Instructor Melanie Mayberry

Reg. #11010

Monday/Wednesday/Friday 11:00 am – 11:50 am

Fillmore 355

For centuries preceding modern times, our uniqueness as a species was taken as a sign of special creation; we were not seen to be a part of nature. But as knowledge of human evolution, of our closeness to other primates, and of our adaptations to specific environments emerged, we have taken our place in the animal kingdom. Here we will learn how those insights developed, and about current methods of understanding human origins and the natural forces that have shaped us.

 


 

APY 108LEC

Introduction to Archaeology

Dr.
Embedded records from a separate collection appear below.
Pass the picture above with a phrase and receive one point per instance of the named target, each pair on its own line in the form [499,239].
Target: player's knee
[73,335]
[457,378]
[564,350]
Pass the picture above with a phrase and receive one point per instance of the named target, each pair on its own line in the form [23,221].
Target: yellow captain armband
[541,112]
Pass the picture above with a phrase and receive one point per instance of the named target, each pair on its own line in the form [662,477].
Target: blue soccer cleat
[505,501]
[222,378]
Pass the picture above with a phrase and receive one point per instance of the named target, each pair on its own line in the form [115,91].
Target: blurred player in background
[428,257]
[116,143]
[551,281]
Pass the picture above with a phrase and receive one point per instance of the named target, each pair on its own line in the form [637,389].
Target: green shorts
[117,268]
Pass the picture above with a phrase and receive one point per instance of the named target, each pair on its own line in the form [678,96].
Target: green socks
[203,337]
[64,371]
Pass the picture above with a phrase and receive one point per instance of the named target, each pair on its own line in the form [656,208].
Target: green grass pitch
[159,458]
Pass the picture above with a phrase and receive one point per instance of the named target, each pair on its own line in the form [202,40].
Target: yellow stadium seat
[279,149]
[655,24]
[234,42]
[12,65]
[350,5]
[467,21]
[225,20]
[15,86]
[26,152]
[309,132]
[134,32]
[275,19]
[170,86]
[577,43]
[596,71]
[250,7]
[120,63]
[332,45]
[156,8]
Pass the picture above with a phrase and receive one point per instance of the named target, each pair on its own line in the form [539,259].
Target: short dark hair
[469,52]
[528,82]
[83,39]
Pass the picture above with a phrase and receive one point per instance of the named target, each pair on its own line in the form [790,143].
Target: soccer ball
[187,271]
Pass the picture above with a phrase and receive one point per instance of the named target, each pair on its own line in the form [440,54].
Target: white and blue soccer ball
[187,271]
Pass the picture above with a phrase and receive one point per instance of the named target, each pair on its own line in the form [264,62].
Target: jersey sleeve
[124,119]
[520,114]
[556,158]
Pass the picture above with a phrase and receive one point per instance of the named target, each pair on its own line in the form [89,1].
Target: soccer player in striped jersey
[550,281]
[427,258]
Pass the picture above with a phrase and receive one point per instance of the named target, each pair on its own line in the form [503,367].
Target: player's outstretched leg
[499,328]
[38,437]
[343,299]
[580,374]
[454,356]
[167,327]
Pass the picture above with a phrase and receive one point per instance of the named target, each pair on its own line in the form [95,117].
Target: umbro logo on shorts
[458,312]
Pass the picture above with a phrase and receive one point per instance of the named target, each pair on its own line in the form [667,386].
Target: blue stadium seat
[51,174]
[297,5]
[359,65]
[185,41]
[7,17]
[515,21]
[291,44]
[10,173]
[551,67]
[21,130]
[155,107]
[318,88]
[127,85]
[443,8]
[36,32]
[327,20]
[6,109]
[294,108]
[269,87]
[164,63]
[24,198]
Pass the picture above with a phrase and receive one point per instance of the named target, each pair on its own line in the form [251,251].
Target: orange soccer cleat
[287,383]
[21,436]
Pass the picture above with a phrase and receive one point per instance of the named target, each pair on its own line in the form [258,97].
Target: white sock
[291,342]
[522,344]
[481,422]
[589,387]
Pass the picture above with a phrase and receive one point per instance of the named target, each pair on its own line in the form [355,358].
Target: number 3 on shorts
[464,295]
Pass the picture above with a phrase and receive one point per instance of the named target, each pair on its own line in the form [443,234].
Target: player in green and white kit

Ezra Zubrow

Reg. #13146

Tuesday/Thursday 3:30 – 4:50 pm

Fillmore 170

This course is designed to provide the student with a general introduction to the field of archaeology, including the methods and techniques that archaeologists use to identify and investigate archaeological sites. The course will focus on some of the key issues in archaeology, from human evolution and origins of agriculture, to the beginning of the modern age, including examples from the Old World and the New World. Students will learn how archaeologists use material culture to construct interpretations of human behavior in the past.

 


 

APY 168LEC

Myth and Religion in the Ancient World

Dr. Roger Woodard

Reg. #18751                 

Monday/Wednesday/Friday 1:00 – 1:50 pm

Norton 112

                 

In this course, we will investigate mythic and religious traditions of ancient Greece and Rome. Our study of myth and religion will, however, be comparative in emphasis. We will thus have a twofold goal: (1) to encounter the Greco-Roman traditions themselves and (2) through our comparative investigations, to attempt to identify the mythic and religious traditions which the Greeks and especially the more conservative Romans inherited from their Indo-European ancestors. About mid-semester, will begin to turn our full gaze upon comparative materials, but even as we are engaged in discovering the mythic and religious traditions of the ancient Indic, Iranian Celtic, Germanic and Hittite cultures, we will continue to encounter new materials and motifs from Greece and Rome.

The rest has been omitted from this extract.